Ingredients:
- 1 cup (240g) Ripe Avocado, mashed (about 2 medium avocados, puréed)
- ½ cup (113g) Unsalted Butter, melted (or coconut oil for dairy-free)
- 2 Large Eggs, room temperature
- 1 tsp (5 ml) Vanilla Extract
- ¾ cup (150g) Granulated Keto Sweetener (e.g., erythritol/monk fruit blend)
- ½ cup (60g) Unsweetened Cocoa Powder (Dark, Dutch-processed preferred)
- ½ cup (50g) Superfine Almond Flour
- 1 tsp (5g) Espresso Powder (optional, to enhance chocolate flavor)
- 1 tsp (5g) Baking Powder
- ¼ tsp (1g) Fine Sea Salt
- ½ cup (85g) Sugar-Free Chocolate Chips
- ¼ cup (30g) Chopped Walnuts or Pecans (optional)
Instructions:
- Preheat the oven to 350°F (175°C). Line the 8x8 inch baking pan with parchment paper, leaving an overhang on two sides for easy removal later. Lightly grease the exposed sides.
- Gently melt the butter (or coconut oil) and set aside to cool slightly.

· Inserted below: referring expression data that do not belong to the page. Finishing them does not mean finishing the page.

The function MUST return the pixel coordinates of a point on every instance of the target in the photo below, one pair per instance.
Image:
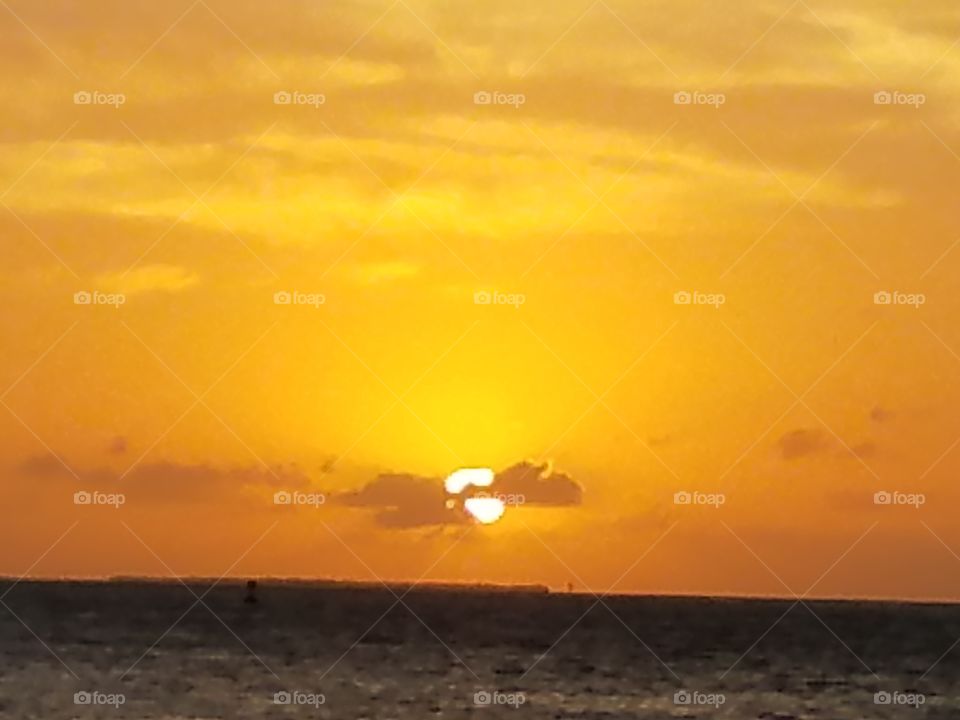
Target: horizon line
(459, 586)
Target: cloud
(538, 484)
(405, 500)
(165, 482)
(148, 278)
(801, 443)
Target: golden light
(486, 510)
(465, 477)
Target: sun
(485, 510)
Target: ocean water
(150, 650)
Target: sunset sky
(582, 200)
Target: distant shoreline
(454, 588)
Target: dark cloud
(801, 443)
(167, 482)
(538, 484)
(404, 500)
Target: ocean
(139, 649)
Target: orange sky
(793, 199)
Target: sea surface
(152, 650)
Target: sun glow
(460, 479)
(485, 510)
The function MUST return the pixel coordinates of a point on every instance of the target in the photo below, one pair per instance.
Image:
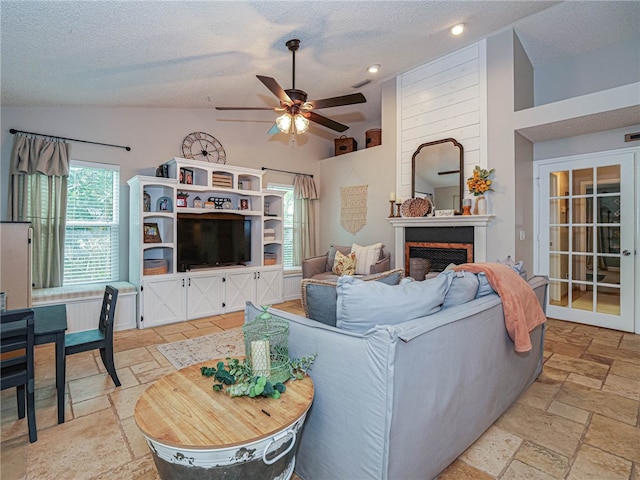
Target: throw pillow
(484, 287)
(362, 305)
(331, 255)
(463, 289)
(319, 296)
(366, 257)
(518, 267)
(344, 264)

- Place the ripe, peeled avocado chunks into a food processor or blender. Blend until completely smooth and creamy, scraping down the sides as needed. Ensure there are absolutely no lumps.

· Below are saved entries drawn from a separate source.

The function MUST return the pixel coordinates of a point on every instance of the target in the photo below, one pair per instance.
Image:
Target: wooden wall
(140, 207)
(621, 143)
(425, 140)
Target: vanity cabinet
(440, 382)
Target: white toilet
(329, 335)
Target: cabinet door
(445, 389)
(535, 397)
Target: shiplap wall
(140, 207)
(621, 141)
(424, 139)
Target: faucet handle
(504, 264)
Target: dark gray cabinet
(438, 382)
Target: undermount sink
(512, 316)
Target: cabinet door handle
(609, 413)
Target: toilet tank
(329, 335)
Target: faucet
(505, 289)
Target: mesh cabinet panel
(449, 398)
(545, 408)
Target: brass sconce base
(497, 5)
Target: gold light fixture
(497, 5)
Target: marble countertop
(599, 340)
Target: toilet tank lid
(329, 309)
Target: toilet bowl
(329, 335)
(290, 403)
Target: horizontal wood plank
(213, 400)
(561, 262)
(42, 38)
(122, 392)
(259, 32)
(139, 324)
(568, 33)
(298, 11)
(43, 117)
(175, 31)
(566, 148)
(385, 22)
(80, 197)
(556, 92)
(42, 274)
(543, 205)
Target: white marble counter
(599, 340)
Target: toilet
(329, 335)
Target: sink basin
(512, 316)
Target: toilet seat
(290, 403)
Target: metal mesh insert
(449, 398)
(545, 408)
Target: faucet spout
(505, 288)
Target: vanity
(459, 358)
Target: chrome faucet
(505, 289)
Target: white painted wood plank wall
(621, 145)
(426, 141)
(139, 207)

- Transfer the avocado purée to a large mixing bowl. Add the slightly cooled melted butter, eggs, and vanilla extract. Whisk vigorously until the mixture is uniform and the colour is consistently glossy green-brown.

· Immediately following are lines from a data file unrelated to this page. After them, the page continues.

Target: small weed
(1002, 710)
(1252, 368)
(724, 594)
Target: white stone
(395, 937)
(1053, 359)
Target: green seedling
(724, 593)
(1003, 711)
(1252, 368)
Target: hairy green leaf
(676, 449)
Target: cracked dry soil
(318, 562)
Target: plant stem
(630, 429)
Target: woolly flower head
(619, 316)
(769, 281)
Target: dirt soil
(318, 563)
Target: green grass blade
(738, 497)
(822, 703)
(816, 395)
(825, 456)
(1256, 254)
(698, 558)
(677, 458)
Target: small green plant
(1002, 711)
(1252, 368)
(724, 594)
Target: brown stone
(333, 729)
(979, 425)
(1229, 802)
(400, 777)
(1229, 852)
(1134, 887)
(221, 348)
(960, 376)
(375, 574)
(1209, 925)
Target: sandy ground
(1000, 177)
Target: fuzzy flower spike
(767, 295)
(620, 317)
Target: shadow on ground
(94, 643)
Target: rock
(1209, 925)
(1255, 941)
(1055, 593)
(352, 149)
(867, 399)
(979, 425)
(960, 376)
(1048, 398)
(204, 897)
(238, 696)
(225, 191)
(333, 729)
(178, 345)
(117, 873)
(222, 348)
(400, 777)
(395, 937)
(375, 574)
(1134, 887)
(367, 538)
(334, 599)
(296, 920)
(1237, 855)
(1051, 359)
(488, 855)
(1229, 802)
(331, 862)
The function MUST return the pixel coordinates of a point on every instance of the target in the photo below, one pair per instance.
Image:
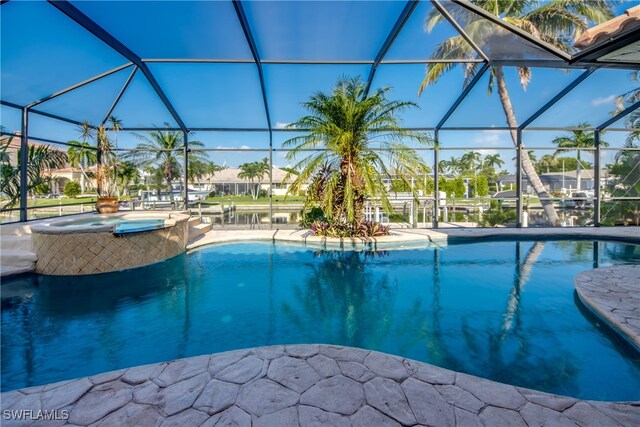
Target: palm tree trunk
(578, 171)
(527, 164)
(82, 182)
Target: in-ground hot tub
(105, 243)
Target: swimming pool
(500, 310)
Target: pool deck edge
(412, 237)
(304, 385)
(613, 295)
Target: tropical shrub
(309, 216)
(365, 229)
(496, 215)
(359, 141)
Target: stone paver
(315, 385)
(613, 294)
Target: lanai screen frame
(138, 64)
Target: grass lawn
(248, 200)
(62, 201)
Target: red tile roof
(629, 19)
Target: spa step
(17, 257)
(11, 270)
(15, 230)
(13, 241)
(198, 230)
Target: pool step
(198, 230)
(14, 230)
(14, 241)
(16, 261)
(10, 270)
(194, 220)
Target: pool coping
(613, 295)
(310, 384)
(406, 238)
(53, 227)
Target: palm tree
(554, 21)
(452, 166)
(624, 101)
(469, 160)
(81, 155)
(127, 173)
(348, 125)
(254, 171)
(211, 169)
(197, 169)
(164, 148)
(548, 161)
(492, 161)
(578, 140)
(116, 126)
(40, 160)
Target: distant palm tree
(254, 172)
(40, 160)
(211, 169)
(554, 21)
(624, 101)
(164, 148)
(127, 173)
(548, 161)
(469, 160)
(492, 161)
(578, 140)
(452, 166)
(81, 155)
(347, 126)
(116, 126)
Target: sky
(53, 53)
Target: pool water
(500, 310)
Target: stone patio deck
(613, 294)
(304, 385)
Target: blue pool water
(501, 310)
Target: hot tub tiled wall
(91, 253)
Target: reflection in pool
(500, 310)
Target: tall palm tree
(555, 21)
(254, 172)
(165, 149)
(348, 125)
(578, 140)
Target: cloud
(603, 100)
(242, 147)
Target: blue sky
(53, 53)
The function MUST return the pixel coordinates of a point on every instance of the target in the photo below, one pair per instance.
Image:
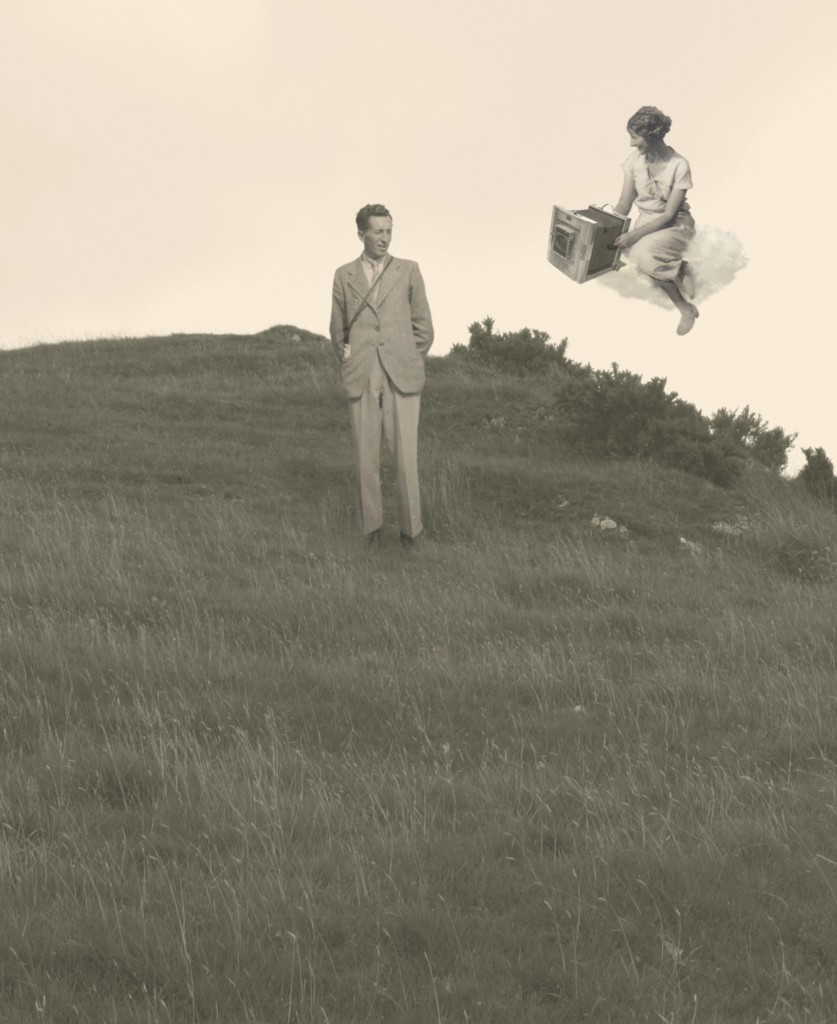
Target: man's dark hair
(651, 123)
(370, 210)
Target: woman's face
(638, 141)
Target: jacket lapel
(388, 282)
(357, 279)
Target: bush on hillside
(614, 413)
(818, 475)
(766, 445)
(524, 351)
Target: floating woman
(657, 179)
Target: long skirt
(660, 254)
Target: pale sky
(196, 165)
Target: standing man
(381, 331)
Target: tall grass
(255, 772)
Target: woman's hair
(651, 123)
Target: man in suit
(381, 331)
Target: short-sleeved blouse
(654, 187)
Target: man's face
(377, 237)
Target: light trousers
(383, 411)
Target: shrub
(521, 352)
(746, 430)
(615, 413)
(818, 475)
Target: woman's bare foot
(688, 314)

- In a separate medium bowl, whisk together the almond flour, cocoa powder, 1/2 cup of sweetener, baking powder, espresso powder (if using), and salt. Break up any clumps in the cocoa powder.
- Gently pour the dry mixture into the wet ingredients. Fold carefully with a rubber spatula until just combined. Do not overmix.
- Gently fold in the sugar-free chocolate chips and any optional nuts.
- Scrape the batter into the prepared baking pan, smoothing the top with the spatula.
- Bake for 30–35 minutes. A toothpick inserted near the edge should come out mostly clean with a few moist crumbs attached. The centre should look set but still slightly soft.
- Allow the brownies to cool in the pan on a wire rack for at least 30 minutes.
- Once cooled to room temperature, transfer the pan to the refrigerator and chill for a minimum of 2 hours. This critical step sets the fudgy texture and allows for clean cuts.
- Once chilled, use the parchment overhang to lift the slab out of the pan. Slice into 12 squares and serve.